Bernasindonesia.com - Konflik Israel-Palestina terus memanas. Konflik ini merupakan rangkaian panjang konfrontasi antara Israel dan Palestina. Sebagian besar negara dunia, termasuk Indonesia, terus mendorong solusi dua negara (two-state solution), yakni keberadaan Palestina sebagai negara berdaulat yang berdampingan dengan Israel.
Secara sederhana, solusi dua negara adalah gagasan pembentukan negara Palestina berdampingan dengan Israel akan mengakhiri krisis ini. Akan ada dua negara bagian di antara Sungai Yordan dan Laut Mediterania.
Meskipun solusi dua negara sulit diwujudkan, itu mungkin tetap menjadi satu-satunya opsi yang bisa diterima secara politik. Solusi yang paling adil dan rasional adalah pengakuan penuh atas hak rakyat Palestina, termasuk hak menentukan nasib sendiri. Namun, pilihan ini sering kali diabaikan demi mempertahankan kepentingan geopolitik negara-negara besar, yang lebih mengutamakan kekuatan dan dominasi daripada keadilan dan perdamaian yang sejati (Noam Chomsky, 2021).
Indonesia telah berperan memperjuangkan kepentingan Palestina di berbagai forum internasional. Di Forum PBB (PBB), Retno Marsudi, Menteri Luar Negeri secara konsisten menyuarakan dukungan Indonesia untuk kemerdekaan Palestina di sidang-sidang Majelis Umum PBB dan Dewan Keamanan PBB. Indonesia juga mendukung berbagai resolusi yang mendesak penghentian pendudukan Israel di Palestina.
Melalui Organisasi Kerja sama Islam (OKI), Indonesia merupakan salah satu negara yang diberi mandat oleh Organisasi Kerja Sama Islam (OKI) untuk memulai tindakan atas nama OKI dan Liga Arab, guna menghentikan perang di Gaza.
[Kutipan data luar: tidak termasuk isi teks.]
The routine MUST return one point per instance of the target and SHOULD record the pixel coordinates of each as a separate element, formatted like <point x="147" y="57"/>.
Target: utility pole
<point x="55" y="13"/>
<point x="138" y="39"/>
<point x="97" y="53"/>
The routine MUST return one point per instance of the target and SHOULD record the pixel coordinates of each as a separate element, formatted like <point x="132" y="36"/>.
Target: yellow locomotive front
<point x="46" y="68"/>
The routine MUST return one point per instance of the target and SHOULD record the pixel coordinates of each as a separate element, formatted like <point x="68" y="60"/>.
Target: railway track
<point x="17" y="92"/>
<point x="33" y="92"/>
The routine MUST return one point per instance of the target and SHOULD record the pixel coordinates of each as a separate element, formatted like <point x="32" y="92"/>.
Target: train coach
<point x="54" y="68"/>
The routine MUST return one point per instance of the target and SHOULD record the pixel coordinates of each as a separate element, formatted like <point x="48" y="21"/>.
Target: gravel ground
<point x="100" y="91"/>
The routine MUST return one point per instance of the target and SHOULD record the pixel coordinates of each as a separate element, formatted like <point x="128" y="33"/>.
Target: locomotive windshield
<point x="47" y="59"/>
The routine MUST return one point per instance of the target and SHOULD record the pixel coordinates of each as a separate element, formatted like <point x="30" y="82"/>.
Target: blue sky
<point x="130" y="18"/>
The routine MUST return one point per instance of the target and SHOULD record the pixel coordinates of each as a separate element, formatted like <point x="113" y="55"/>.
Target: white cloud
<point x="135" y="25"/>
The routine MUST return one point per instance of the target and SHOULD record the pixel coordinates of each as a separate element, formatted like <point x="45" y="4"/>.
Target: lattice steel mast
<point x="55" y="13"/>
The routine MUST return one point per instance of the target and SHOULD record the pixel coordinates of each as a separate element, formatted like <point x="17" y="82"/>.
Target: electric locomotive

Di forum Gerakan Non-Blok (GNB), Indonesia mendorong negara-negara GNB memanfaatkan pengaruhnya dengan mengajak semakin banyak negara yang belum mengakui kedaulatan Negara Palestina untuk segera mengakuinya. Memperjuangkan implementasi efektif dari resolusi Majelis Umum PBB Nomor ES-10/24 yang menuntut Israel mengakhiri keberadaannya yang tidak sah di wilayah Palestina yang didudukinya.
Dari semua negara-negara anggota GNB, hanya Palestina yang belum meraih kemerdekaannya.
Di level regional, meski ASEAN tidak memiliki kebijakan tunggal terhadap Palestina, Retno Marsudi berhasil menyuarakan dukungan Indonesia untuk Palestina di berbagai forum ASEAN dan mendesak negara-negara anggota untuk ikut mendukung hak-hak Palestina di forum internasional.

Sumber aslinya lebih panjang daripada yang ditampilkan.